En los parques, en los camellones, en las playas —porque las palmeras también son árboles—, en los bosques y las orillas de las carreteras, el rumor de los árboles es la música de fondo en la orquesta de la naturaleza:
Cantan los pájaros, corretean las lagartijas, cazan los gatos y los armadillos y los mapaches. Incluso aletean las mariposas. Y de fondo siempre el rumor de los árboles, zumba el viento sobre el pasto, entre las ramas y las hojas secas.
En el silencio de la noche, en las tardes perezosas de domingo, bajo el sol del otoño y entre las calles vacías; perdura el rumor de los árboles;
Y hay viejas historias —en la raíz misma del judaísmo y el arte paleocristiano— sobre un lenguaje secreto, hablado sólo por la vida vegetal, ininteligible para la razón humana; escondido en el tañido de las ramas de los árboles.
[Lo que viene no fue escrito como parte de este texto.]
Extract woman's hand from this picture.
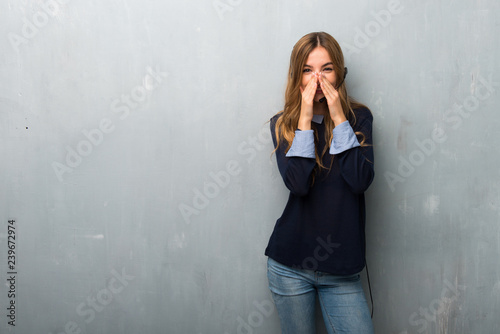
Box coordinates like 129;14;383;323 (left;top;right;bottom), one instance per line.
298;74;318;131
319;76;347;126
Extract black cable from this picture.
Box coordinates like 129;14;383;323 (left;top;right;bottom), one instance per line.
365;259;375;319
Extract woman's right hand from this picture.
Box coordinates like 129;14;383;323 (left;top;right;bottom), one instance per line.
298;73;318;131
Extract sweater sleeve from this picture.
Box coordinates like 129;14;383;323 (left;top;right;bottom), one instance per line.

Esto es, el rumor del que hablamos serían, de hecho, los árboles hablando.
Uno puede cerrar los ojos y extender los brazos, bajo la sombra de un roble firme, de un sauce lacrimoso o de una florida jacaranda y sentir el beso del viento en el pecho y escuchar la conversación de los árboles: pausada, cadenciosa, detenida e inaccesible para nuestros oídos. Y a través de esta, penetramos en el ritmo mismo de la vida y de los ciclos de la Madre Naturaleza en sí misma.